Pictured here are members of the Henrys Fork Wildlife Alliance: Brian Brooks, executive director, Idaho Wildlife Federation (3rd from right) with organizing committee members (from left) Tim Reynolds, Mary Van Fleet, Jean Bjerke, Bonnie Altshuld, Ann Schenk.
(Originally published in the Standard Journal on June 20, 2019)
ISLAND PARK, Idaho — The recently formed “Henry’s Fork Wildlife Alliance” recently formed to strengthen and grow the wildlife population in the Upper Henry’s Fork Watershed.
“The new group, aims to educate and advocate on issues that impact wildlife in the Upper Henrys Fork Watershed,” said the group in a press release.
According to the press release, the Alliance is associated with the Idaho Wildlife Federation. The federation is the oldest and largest Idaho sportsmen group that’s been dedicated to the conservation of natural resources and wildlife, it said.
“This watershed is a critical part of the Greater Yellowstone Ecosystem and lies within one of the last intact mountain ecosystems left on earth. We live here and are stewards of a special treasure,” said organizing committee member Jean Bjerke, a longtime homeowner in Island Park. “Residents of Island Park live here for the quality of life, and wildlife is the cornerstone of our lifestyle. We need to have conversations about how we can live with wildlife, keep them healthy. We need to have scientific data and facts guiding those conversations and policies.”
Bjerke says that HWFA is the sole organization in the region to work toward promoting a healthy wildlife population in the community.
HWFA founding member Tim Reynolds reported being disappointed in the division created among Fremont County residents during the recent wildlife overpass controversy last year. Reynolds hopes that through HWFA, residents will become unified through their mutual love of the region’s wildlife.
“People in Island Park value wildlife,” Reynolds said. “We live with wildlife and want to do everything possible to maintain robust wildlife populations.”
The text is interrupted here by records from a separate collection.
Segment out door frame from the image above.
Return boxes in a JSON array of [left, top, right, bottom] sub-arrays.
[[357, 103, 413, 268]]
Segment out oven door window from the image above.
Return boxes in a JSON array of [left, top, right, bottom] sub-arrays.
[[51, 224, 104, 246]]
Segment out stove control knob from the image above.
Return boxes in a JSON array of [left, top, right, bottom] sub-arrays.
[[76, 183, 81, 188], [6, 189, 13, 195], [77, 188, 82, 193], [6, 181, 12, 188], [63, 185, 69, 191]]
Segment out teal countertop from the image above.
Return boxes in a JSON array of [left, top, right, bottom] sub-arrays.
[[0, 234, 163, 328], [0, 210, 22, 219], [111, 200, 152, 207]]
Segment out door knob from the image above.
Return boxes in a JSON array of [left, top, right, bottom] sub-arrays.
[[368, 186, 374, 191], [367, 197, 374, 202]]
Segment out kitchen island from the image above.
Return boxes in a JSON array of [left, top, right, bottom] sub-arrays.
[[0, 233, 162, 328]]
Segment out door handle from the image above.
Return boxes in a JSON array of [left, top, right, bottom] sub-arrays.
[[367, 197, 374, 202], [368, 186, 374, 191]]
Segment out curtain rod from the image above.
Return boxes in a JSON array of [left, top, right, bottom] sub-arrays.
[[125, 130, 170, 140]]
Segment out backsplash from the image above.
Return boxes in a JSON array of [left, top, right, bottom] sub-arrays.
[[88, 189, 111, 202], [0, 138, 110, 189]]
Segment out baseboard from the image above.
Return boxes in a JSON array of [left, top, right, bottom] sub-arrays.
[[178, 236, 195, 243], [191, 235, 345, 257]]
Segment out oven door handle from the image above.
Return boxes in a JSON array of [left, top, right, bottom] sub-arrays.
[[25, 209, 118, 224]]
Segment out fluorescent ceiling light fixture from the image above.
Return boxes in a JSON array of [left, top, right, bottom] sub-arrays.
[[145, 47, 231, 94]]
Fourth-generation Idahoan and Island Park resident JoAnn Shults reports that her family moved to the region because their love of wildlife.
“We should protect what we love,” she said.
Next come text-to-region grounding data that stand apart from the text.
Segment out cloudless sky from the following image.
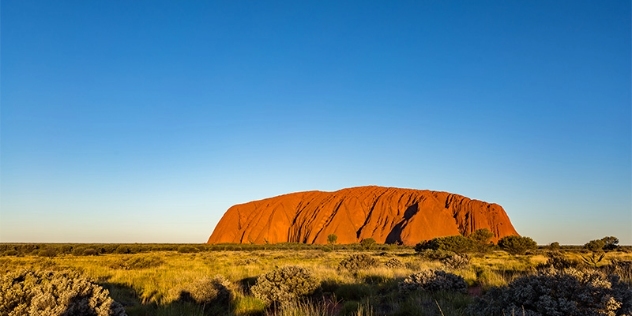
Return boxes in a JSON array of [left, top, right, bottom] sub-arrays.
[[1, 1, 630, 245]]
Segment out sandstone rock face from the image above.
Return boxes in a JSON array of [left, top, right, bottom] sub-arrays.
[[207, 186, 519, 245]]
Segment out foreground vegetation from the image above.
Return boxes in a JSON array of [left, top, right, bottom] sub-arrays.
[[2, 235, 631, 315]]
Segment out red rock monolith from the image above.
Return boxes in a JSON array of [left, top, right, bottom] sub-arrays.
[[207, 186, 519, 245]]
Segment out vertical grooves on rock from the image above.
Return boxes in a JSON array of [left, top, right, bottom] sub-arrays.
[[207, 186, 519, 245]]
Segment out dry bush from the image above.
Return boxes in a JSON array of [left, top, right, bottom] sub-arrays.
[[250, 266, 319, 306], [468, 268, 632, 316], [441, 254, 470, 270], [338, 254, 378, 272], [384, 258, 405, 269], [0, 269, 126, 316], [184, 275, 232, 310], [398, 269, 467, 294], [536, 251, 582, 271]]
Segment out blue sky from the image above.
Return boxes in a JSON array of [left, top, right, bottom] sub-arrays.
[[1, 1, 630, 245]]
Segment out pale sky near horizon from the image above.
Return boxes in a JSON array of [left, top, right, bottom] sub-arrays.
[[1, 1, 630, 245]]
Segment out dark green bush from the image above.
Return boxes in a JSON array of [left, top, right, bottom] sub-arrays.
[[498, 235, 537, 255], [468, 268, 632, 316], [360, 238, 377, 250], [414, 235, 475, 254], [83, 248, 98, 256], [585, 236, 620, 252], [585, 239, 607, 252], [3, 250, 18, 256], [338, 254, 378, 272], [250, 266, 319, 306], [38, 247, 58, 258], [0, 269, 127, 316], [398, 270, 467, 294]]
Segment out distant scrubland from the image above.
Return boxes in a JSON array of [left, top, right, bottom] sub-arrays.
[[1, 233, 631, 316]]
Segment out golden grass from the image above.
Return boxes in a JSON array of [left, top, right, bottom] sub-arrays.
[[3, 248, 631, 310]]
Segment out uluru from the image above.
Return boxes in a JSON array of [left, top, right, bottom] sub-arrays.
[[207, 186, 519, 246]]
The group announced its formation during the Wildlife Passage Appreciation Dinner held at Harriman State Park recently.
“Wildlife issues may be the last nonpartisan issues left in our country,” says Brian Brooks, executive director of the Idaho Wildlife Federation. “There is no such thing as a republican elk or a democrat mule deer. All they need is food, habitat, and the ability to get from point A to point B. Partisanship and misinformation keep us from having substantive conversations and good policy. Bringing folks together to inform decisions that keep Island Park and the Upper Henrys Fork a great place to live, visit, and hunt is critical now. HFWA will be a uniting organization with this in mind.”
The group’s mission is to educate and advocate to protect and conserve the native wildlife and its enjoyment by the public in the Upper Henrys Fork Watershed, said the press release.
“Its vision is that the iconic wildlife of the Upper Henrys Fork Watershed will thrive in connected and sustainable habitats because citizens treasure diverse and healthy wildlife populations and understand what is required for their continued success,” it said.